I noticed for the past few days no emails were being sent for posts on the forum. I checked the dashboard and found 0 emails for the past 3 days. No idea why, I had to reboot the server and then it started sending emails but here are a few issues I am noticing:
There was no notification provided on the admin account that it’s having issues sending emails, even the logs didn’t show any errors
After the reboot it starting sending the backlog of emails but the problem is after sending the initial batch of 100 emails now I’m getting an error Job exception: 454 4.7.0 Too many login attempts, please try again later and it’s stuck in that loop continuously trying to login to sending the remaining emails but the server is rejecting it.
It looks like for EACH email it’s trying to login to the SMTP server. This IMHO is a bug, it should not login to the server for each email when there is more than one email to send, it should reuse the existing connection.
Now it’s stuck in this trying to login loop even few seconds, how do I stop it and ask it to back off for 10-15 minutes and try again?
No it’s right, it was working until 3 days ago for the past few months and it start working again after I restarted the server (just rebooted linux). I haven’t made a single change.
The bugs however remain, see my points 2 and 3 above. The problem is it’s trying to login before sending each email (which now has hundreds of backlogged emails because for some reason the emails stopped being sent a few days ago). So after sending about 30 emails or so the SMTP server blocks it because it re logs in before sending each email. Now I have to manually stop the discourse server, wait for 10 minutes and then restart it and then again it sends 30 emails and logs in 30 times and then again the smtp server blocks it for too many logins.
This isn’t correct, it should reuse an existing login to send emails and it should backoff if the smtp server responds with too many logins and report it to the administrator.
Plus there is the other issue of why it didn’t inform the admin that emails are not being sent. I think the email component/engine would have just stopped after an web upgrade causing all the emails to queue up and when I rebooted the machine it started sending them. There are no errors in the logs files at all until after the reboot when the smtp server pushed back after too many logins.
@tgxworld@eviltrout@codinghorror - anyone thoughts on why discourse is trying to authenticate for every eMail in the backlog queue and how to have it backoff when the server errors out?
If there are 200 emails in the backlog (a whole different issue as to why the email module stopped working creating a backlog), it shouldn’t authenticate 200 times. It should authenticate once and then send the 200 emails in a single authenticated session. It would be inefficient to authenticate, send one email, disconnect and do this over 200 times.
The other issue is that if the STMP is asking it to backoff it doesn’t but keeps hammering away at it, there should be a backoff algorithm to wait and then retry. I fail to see how these are logging issues.
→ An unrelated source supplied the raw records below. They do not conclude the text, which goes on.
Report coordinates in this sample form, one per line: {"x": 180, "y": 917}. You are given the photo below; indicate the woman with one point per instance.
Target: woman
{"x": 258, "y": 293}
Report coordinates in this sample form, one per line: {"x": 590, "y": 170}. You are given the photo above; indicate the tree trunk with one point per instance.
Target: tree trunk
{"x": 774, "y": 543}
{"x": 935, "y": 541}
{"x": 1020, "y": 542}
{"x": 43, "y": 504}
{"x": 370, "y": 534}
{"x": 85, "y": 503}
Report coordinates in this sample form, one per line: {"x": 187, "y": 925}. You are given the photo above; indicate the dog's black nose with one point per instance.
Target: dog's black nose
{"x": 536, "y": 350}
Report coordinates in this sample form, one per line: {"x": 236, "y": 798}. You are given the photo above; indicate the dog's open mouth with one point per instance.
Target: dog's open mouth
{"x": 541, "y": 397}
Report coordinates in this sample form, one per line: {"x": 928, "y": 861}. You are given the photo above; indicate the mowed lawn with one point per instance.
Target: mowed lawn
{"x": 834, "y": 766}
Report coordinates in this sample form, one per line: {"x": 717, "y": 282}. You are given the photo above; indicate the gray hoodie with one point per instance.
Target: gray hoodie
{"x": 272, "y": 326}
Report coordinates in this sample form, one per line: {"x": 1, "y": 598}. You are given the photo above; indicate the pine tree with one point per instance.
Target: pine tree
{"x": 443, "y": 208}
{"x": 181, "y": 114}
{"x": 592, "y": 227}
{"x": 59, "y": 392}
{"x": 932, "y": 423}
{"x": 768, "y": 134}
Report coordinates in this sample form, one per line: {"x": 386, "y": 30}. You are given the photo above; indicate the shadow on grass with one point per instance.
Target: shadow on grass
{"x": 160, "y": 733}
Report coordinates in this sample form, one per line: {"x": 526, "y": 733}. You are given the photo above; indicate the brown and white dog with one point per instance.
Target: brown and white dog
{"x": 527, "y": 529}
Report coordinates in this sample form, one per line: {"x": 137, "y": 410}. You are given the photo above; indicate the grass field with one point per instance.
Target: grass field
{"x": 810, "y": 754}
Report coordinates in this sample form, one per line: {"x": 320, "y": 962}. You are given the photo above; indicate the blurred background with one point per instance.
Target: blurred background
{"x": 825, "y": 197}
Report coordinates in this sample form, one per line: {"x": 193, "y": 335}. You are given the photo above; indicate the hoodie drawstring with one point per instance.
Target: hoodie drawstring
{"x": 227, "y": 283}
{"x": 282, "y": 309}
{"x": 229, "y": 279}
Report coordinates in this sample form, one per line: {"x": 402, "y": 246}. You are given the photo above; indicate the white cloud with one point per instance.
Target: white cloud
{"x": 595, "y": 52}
Yes, that’s how I started to debug the issue, it didn’t send the eMail. Then I rebooted the server and email started working again (again no changes to any configuration) but now it started sending the 266 backlog emails and after the initial batch the STMP started throwing and error about too many logins and there where I figured out that Discourse was authenticating with the SMTP server for each individual email separately causing it to push back. I had to manually stop the server for 10 minutes then start it, it would send the next batch of 30-50 emails and then again the SMTP would push back, then I’d stop the server, wait 10 minutes and then start until the entire backlog was cleared.
I still fail to see how this has anything to do with logging. It’s an inefficient and possibly incorrect way to implement sending multiple emails.
I tried to take a look at the code to see how emails are built and delivered. I didn’t find any specific place where the emails are “queued” up into a backlog and then delivered. It looks like each service/module sends emails independently.
However I couldn’t see any “queue”, so I’m just left wondering why discourse decided not to send any emails for 3 days and then to send 266 emails after rebooting the server. It’s almost like the notification system just went offline and then came back online after a reboot and iterated through all pending notifications from each module. Again I couldn’t find any “single” piece of code that does this.
Since it appears that each notification is send independent of the other, I guess there’s no way to “reuse” an authenticated SMTP connection. The crux of the code appears to be:
begin
@message.deliver_now
rescue *SMTP_CLIENT_ERRORS => e
return skip(e.message)
end
Given my rudimentary understanding here, there doesn’t appear to be any control over the SMTP connection.
If so, as there’s no way to control the SMTP connection,
instead can there be a rate limit option provided in the eMail settings to not deliver more than X messages per minute or second? This would help where SMTP servers have rate limits and would help in situations like this when messages get backlogged (for whatever reason) and then suddenly cleared.
alternatively can the email sender module process the SMTP error when it pushes back saying that it’s logged in too many times and back off before for X minutes before sending it again (again this could a configurable parameter in the settings)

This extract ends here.